PHYSICS AND TECHNOLOGY OF ELECTRONIC DEVICES WITH LABORATORY
Solid State Physics and Physics and Semiconductors.
Students must demonstrate in an interview to know how the main principles of the physics of semiconductors can be used in the design and development of electronic devices with specific functions, and how the device functions can be modelled and analysed in the laboratory with suitable approaches.
The course is devoted to provide the student with the fundamentals of the physics and technology of semiconductors devices. In addition to lectures the course offers two laboratory activities dedicated to state of the art electrical characterization and simulation of the devices.
Physics of conventional electronic devices (junctions, transistors), of ultrascaled nanoelectronic devices (single electron and single atom transistors), and of emerging and novel nanoelectronic and spintronic devices for logic and memory applications, and for quantum information processing. Nanoelectronic devices (EOS, EOSFETs, Memristors) for neuroelectronic applications will be also discussed.

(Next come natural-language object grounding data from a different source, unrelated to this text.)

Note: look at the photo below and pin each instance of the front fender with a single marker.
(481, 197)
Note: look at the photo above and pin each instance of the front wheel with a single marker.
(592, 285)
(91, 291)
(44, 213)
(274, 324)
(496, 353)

1. p-n junction: unpolarized and polarized junction. Current-Voltage characteristic in ideal and real junctions. The junction capacitance. Breakdown. Models. Solar cells. PiN diodes. (PTED1-PTED9)
2. Bipolar Transistors (BJT): Currents. Active mode. Gain. (PTED10-PTED13)
3. Metal-Semiconductor Contact: Ohmic and Schottky contacts. Schottky diode. Characteristic I-V. Interface states. (PTED14)
4. Metal Oxide Semiconductor: band structures. MOS capacitor. Accumulation, depletion and inversion. Capacitance. Effect of interface states. The MOSFET. Evolution of the MOSFET: SOI MOSFET, high mobility substrates, high-k, quantum effects in the inversion channel, the leakage currents. (PTED15-PTED22)
5. Non-volatile memory devices: FLASH memories, nanocrystals, PCM, ReRAM. (PTED23)
6. Electronic devices based on heterojunction: HBT, HEMT. (PTED24)
7. Electronic devices based on quantum effects: tunnel diodes, Tunneling-FET, low-dimensional devices, Fin-FET, single-electron transistor (SET), Coulomb blockade, spin blockade. (PTED25)
8. Emerging spintronic devices: transistors based on the transport of spin, magnetic tunnel junctions. (PTED26)
9. Solid state devices for quantum computing: introduction to quantum computing, qubit, spin in semiconductors (manipulation, entanglement, detection). (PTED27)
10. Neuroelectronic: devices for stimulation / sense neuronal activity, devices for emulating the synaptic and neuronal activity in neuromorphic circuits. (PTED28)
1. Introduction to the experimental techniques and set-ups (LPTEDE1)
2. Semiconductor-metal contacts: ohmic and Schottky contacts. Zener diode. (LPTEDE2)
3. BJT: I-V (LPTEDE3)
4. MOS: C-V (doping profile, defects, high-k -EOT) (LPTEDE4)
5. MOSFET: I-V, C-V (LPTEDE5)
6. Introduction to TCAD (LPTEDS1)
7. Surviving to Linux (LPTEDS2)
8. Building up the device: SSE (LPTEDS3)
9. Practice: Zener diode / MOSFET / Bipolar (LPTEDS4)
10. Hints on discretization (LPTEDS5)
11. Meshing the device: SSE/SNMESH (LPTEDS6)
12. Practice: Zener diode / MOSFET / Bipolar (LPTEDS7)
13. Solving the device: SDevice 3h (LPTEDS8)
14. Visualizing results: SVisual 1h (LPTEDS9)
15. Practice: simulated device characterization (LPTEDS10)
Textbook and teaching resource
R.F. Pierret, Semiconductor Device Fundamentals, Addison Wesley
M.S. Sze, Semiconductor devices, Physics and Technology, J. Wiley
Notes from the teachers
Slides of the lectures on the e-learning platform
The course comprises lectures in the classroom and a laboratory part dedicated to electrical characterization and simulation.